I recently came across the following function
$$\sum_{k=1}^\infty(\log(k))^n\frac{z^k}{k}$$
I found it while dealing with the polylogarithm function, $Li_n (z)$ (Notice that if instead of $(\log(k))^n$ we had $k^n$ then the above expression would become $Li_{1-n}(z)$. Still these functions are quite different.)
I was wondering if this function is known, and if there are good numerical approximations to estimate it?

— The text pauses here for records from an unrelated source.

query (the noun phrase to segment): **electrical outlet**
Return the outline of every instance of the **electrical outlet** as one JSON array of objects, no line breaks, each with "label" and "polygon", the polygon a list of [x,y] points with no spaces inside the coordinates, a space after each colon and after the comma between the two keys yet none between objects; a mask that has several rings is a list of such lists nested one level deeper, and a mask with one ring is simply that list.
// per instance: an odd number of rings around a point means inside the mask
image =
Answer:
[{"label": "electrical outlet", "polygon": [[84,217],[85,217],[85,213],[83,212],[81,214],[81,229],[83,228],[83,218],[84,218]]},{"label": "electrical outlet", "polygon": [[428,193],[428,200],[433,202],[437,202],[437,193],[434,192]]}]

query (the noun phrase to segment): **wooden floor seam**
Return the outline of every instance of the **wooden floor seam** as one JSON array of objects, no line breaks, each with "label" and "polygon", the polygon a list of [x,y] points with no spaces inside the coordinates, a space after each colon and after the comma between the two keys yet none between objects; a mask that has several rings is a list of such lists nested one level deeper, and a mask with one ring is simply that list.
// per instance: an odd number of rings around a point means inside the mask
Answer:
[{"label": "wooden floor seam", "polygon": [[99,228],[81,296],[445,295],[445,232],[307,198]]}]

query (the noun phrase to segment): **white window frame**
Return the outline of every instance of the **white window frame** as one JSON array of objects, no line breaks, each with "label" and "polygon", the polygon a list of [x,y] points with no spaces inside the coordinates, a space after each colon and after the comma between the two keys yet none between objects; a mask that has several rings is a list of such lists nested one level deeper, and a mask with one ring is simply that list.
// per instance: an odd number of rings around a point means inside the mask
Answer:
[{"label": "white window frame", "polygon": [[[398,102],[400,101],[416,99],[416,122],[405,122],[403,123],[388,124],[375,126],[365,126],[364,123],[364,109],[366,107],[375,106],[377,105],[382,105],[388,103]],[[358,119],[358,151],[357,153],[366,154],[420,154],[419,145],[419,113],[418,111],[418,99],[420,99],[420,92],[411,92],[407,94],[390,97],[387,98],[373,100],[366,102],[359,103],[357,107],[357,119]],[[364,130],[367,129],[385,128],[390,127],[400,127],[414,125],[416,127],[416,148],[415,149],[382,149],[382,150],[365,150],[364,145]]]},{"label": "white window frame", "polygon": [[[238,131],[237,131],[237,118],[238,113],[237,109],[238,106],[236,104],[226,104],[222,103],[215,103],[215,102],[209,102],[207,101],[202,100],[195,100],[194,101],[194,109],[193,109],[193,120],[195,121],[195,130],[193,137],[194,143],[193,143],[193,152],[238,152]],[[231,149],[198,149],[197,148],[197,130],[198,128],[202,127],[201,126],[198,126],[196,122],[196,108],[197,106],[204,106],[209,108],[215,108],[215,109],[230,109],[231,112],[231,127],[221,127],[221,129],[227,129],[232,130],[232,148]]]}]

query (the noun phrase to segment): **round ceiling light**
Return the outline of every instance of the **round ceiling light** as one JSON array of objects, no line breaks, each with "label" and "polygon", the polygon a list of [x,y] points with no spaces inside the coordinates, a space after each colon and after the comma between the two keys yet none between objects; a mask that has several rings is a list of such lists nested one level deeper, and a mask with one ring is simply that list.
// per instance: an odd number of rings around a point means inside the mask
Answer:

Thank you in advance for your help.
Your sum can be expressed in term of derivatives of a polylogarithm with respect to order. For all $|z|<1$, we have: $$\begin{align} (-1)^n\frac{ \partial^n}{\partial s^n} \left.\operatorname{Li}_s(z)\right|_{s=1} &= (-1)^n \frac{\partial^n}{\partial s^n} \left.\left(\sum_{k=1}^\infty \frac{z^k}{k^s}\right)\right|_{s=1} \\ &= (-1)^n \sum_{k=1}^\infty z^k \frac{\partial^n}{\partial s^n}\left.\left(\frac{1}{k^s}\right)\right|_{s=1} \\ &= (-1)^n \sum_{k=1}^\infty z^k\left.\left(\frac{(-1)^n\log^n(k)}{k^s}\right)\right|_{s=1} \\ &= \sum_{k=1}^\infty \frac{z^k \log^n(k)}{k}. \end{align}$$